Чтобы промолчать на законных основаниях, я закинул в рот горсть орешков. Толик упорно смотрел в стол. Сперва я решил, что мне показалось, но, присмотревшись, понял, что нет, правда, на скулах его зависли призрачные капли. За всю жизнь, с восемнадцати до тридцати пяти лет, ни после провальной пересдачи, ни на похоронах научника, ни даже когда тумбочка упала на ступню Толику, — ни разу не видел я, чтобы он плакал.
— Ты чего выдумал?
Толик провёл рукой под носом и втянул влагу в себя, но она не подчинялась, и текла уже по подбородку:
— Я же на работу эту сраную из-за неё и ходил только. В понедельник зайду в «Пятёрку», куплю конфет разных, а потом всю неделю, как вижу, что она чай пьёт, подкладываю. Она говорит «спасибо, Толя», улыбается. В среду брал кофе из машины, себе американо, восемьдесят рублей, а ей капучино, будто бы заодно. А теперь как?

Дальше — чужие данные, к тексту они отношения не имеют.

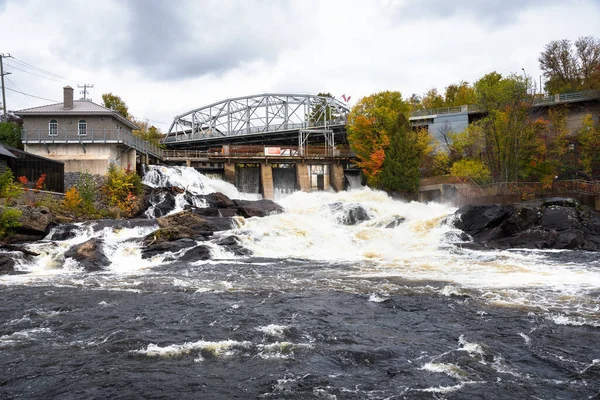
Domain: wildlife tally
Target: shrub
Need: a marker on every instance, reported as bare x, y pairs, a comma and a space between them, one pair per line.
72, 199
474, 169
9, 219
8, 188
121, 188
87, 191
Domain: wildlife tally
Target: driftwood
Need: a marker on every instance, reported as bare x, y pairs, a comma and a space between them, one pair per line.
13, 247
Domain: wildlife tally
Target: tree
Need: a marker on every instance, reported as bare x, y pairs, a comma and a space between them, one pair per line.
432, 99
589, 141
459, 95
510, 135
371, 123
149, 133
571, 67
10, 134
401, 166
114, 102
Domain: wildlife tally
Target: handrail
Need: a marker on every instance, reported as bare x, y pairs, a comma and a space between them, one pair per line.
537, 101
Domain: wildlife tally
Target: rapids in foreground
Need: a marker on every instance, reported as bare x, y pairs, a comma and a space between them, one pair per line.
328, 305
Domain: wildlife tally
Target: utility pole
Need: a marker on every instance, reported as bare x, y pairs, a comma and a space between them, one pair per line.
85, 87
2, 73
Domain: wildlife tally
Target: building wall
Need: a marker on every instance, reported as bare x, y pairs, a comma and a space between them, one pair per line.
96, 125
93, 158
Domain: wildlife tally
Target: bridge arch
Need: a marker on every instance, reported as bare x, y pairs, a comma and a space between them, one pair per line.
262, 114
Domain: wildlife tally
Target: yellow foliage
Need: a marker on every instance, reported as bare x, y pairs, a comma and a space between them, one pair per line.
72, 199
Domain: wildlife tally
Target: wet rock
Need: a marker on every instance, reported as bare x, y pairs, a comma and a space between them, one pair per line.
257, 208
549, 224
201, 252
35, 221
161, 202
89, 255
64, 232
560, 218
349, 214
163, 246
474, 218
7, 265
219, 200
395, 223
116, 224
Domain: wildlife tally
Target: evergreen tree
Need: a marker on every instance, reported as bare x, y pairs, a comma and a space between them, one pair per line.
400, 172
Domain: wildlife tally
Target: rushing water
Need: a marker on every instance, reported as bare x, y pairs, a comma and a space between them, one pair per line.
383, 309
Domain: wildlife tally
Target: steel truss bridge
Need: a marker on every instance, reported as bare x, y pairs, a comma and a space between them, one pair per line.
274, 118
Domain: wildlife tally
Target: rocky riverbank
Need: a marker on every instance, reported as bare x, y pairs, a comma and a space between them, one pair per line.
555, 223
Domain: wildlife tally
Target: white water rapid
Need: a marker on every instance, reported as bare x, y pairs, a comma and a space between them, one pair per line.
399, 241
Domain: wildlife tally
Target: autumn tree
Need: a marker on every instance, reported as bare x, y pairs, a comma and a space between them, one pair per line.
114, 102
401, 166
589, 145
508, 132
432, 99
148, 132
370, 125
569, 67
459, 95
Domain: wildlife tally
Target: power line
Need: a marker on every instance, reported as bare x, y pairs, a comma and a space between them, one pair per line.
40, 76
41, 70
31, 95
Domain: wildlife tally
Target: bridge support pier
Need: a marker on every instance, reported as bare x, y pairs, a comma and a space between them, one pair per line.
303, 177
229, 173
266, 180
337, 177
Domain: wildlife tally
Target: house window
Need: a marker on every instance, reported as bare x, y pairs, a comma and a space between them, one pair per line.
53, 128
82, 127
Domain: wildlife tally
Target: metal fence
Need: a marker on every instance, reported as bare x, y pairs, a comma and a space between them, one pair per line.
63, 136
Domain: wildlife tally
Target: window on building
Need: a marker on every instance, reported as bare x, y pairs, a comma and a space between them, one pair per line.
53, 127
82, 127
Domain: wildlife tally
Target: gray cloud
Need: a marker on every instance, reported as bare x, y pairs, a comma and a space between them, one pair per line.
173, 40
493, 13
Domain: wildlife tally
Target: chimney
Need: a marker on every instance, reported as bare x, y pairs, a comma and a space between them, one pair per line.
68, 98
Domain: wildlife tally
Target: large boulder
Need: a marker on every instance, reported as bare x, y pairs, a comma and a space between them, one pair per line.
559, 223
89, 255
7, 265
35, 221
257, 208
350, 213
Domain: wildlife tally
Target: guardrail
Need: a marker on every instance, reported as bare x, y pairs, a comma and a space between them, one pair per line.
528, 190
64, 136
537, 101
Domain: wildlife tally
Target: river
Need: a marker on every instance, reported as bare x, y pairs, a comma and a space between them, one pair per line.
387, 308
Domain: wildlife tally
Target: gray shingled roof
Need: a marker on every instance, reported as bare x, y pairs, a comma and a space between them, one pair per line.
4, 151
80, 107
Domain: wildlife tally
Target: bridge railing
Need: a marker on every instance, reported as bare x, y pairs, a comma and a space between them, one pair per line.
64, 136
537, 101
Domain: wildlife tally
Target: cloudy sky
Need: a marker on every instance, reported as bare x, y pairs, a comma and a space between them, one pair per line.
164, 57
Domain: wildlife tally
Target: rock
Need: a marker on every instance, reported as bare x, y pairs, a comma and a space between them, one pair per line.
550, 224
395, 223
197, 253
560, 218
219, 200
35, 221
7, 265
161, 202
474, 218
116, 224
350, 213
163, 246
64, 232
257, 208
185, 219
89, 255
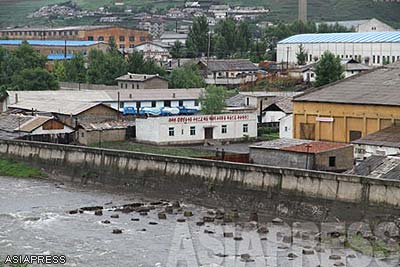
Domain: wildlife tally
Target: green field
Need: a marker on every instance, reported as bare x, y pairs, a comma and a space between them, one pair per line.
14, 12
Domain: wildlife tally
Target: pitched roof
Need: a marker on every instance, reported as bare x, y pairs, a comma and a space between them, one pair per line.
50, 42
59, 106
283, 103
104, 96
375, 87
348, 37
388, 137
230, 65
138, 77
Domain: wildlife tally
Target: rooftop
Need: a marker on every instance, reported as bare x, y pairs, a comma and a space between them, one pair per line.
50, 42
388, 137
97, 96
349, 37
375, 87
384, 167
299, 145
138, 77
230, 65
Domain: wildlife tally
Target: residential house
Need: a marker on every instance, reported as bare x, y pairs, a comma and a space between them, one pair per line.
303, 154
365, 25
142, 81
228, 72
371, 48
351, 108
123, 37
36, 128
170, 38
154, 50
385, 142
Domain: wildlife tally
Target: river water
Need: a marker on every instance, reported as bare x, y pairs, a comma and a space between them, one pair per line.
34, 219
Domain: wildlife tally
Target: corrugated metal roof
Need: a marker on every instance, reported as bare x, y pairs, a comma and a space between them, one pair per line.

Лицо его сморщилось, покраснело. Будто поняв это, Толик зарылся в собственный локоть. Я протянул ему комок салфеток, но он не увидел этого. Когда Толина спина перестала сотрясаться, я положил ладонь ему на плечо:
— Толь, давай накатим.
Он поднял усталую голову и кивнул. Я попросил у официанта неразбавленного джина. Мы выпили. Меня мучил вопрос:
— А чего это за фантазия с церковью? Нахрена тебе туда понадобилось?
— Не знаю. Вообще не знаю, что делать теперь. Думал, вдруг поможет. Другим же помогает вроде.
Я засмеялся. На Толино недоумение ответил:
— Смешно вышло. Шли-шли в церковь, а в итоге всё равно пришли в кабак.
Толя засмеялся тоже.
Когда я предложил вызвать такси, он не сопротивлялся, послушно сел на пассажирское. Водитель, получивший пятихатку «на чай», обещал доставить до квартиры. На прощание я пообещал в опущенное стекло:
— Завтра проспимся, а в воскресенье в церковь поедем, в какую захочешь.
Толик уронил голову на грудь и мгновенно уснул.